Where has Evergreen been and where are we headed?
A potential donor called us last week to ask, “where we had been and where we were headed.” He explained
Elsewhere on our website, you will find a five-part interview from 2018 with our friend and colleague Michael Rains. Mr. Rains retired from the U.S. Forest Service in 2016 following a distinguished 44-year career that began on wildland fire lines in the 1960s. Among his subsequent assignments, a term as Deputy Chief of the Forest Service for State and Private Forestry.
In retirement, Rains continues to advocate for active management of western national forests that are being destroyed by insect and disease infestations and inevitable wildfire. He shares our long-held belief that the best way to combat the West’s wildfire pandemic is to put these fires out as quickly as possible.
Four years ago, while we were in the midst of writing First, Put Out the Fire!, he was busy putting together his first Call to Action, an essay in which he explained why the West’s national forests were in the midst of ecological collapse and what could be done to rescue them from fiery deaths.
Our paths soon crossed, he read our draft manuscript and offered to write a foreword for the book. We continue to work closely in our efforts to encourage [1] a faster response to wildfires and [2] a significant increase in the pace and scale of forest restoration projects designed to reduce wildfire risks.

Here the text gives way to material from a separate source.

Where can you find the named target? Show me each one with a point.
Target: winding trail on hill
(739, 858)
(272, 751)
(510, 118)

Although the tsunami of federal money headed west to counties, states and Native American tribes is a hopeful sign, the Biden Administration’s Council of Environmental Quality has hamstrung pace and scale with new regulations that provide yet another publicly-funded feeding ground for environmental litigants that inexplicably oppose restoration work designed to increase natural resiliency by first increasing structural and species diversity in at-risk forests.
Michael's 59-page update (REV. 12.1), the twelfth major essay in his Call to Action series, is well worth reading if you have the time. If you don’t, a four-page Summary is available as well. Both feature a Call to Action petition you can sign if you feel so moved. Thus far, his efforts have generated 5,142 signatures.
REV. 12.1 assesses the chances for success under the aegis of the Agriculture Department’s recently released plan for tackling the West’s wildfire pandemic. We touch on this plan in a PowerPoint presentation we made February 12 before the members of the Public Lands Committee of the National Association of Counties [NACO] at their annual legislative conference in Washington, D.C.
Michael is rightly skeptical about the plan’s chances for success, but we take Forest Service Chief Randy Moore at his word when he says he is serious about addressing wildfires. Moreover, we know from our NACO colleagues that county commissioners in the 11 western states – Republicans and Democrats alike – are fed up with congressional and administrative obfuscation.
Today is February 15 and the wildfire season is already underway in the driest parts of the West. Blaming climate change for the eight million acres lost in the 2021 wildfire season is a distraction. It doesn’t protect one square foot of forest from incineration.
Our focus should be on caring for the four assets the public wants from its forests: clean air, clean water, abundant fish and wildlife habitat and a wealth of year-round outdoor recreation opportunities. These assets – byproducts of forest stewardship - aren’t found amid black sticks.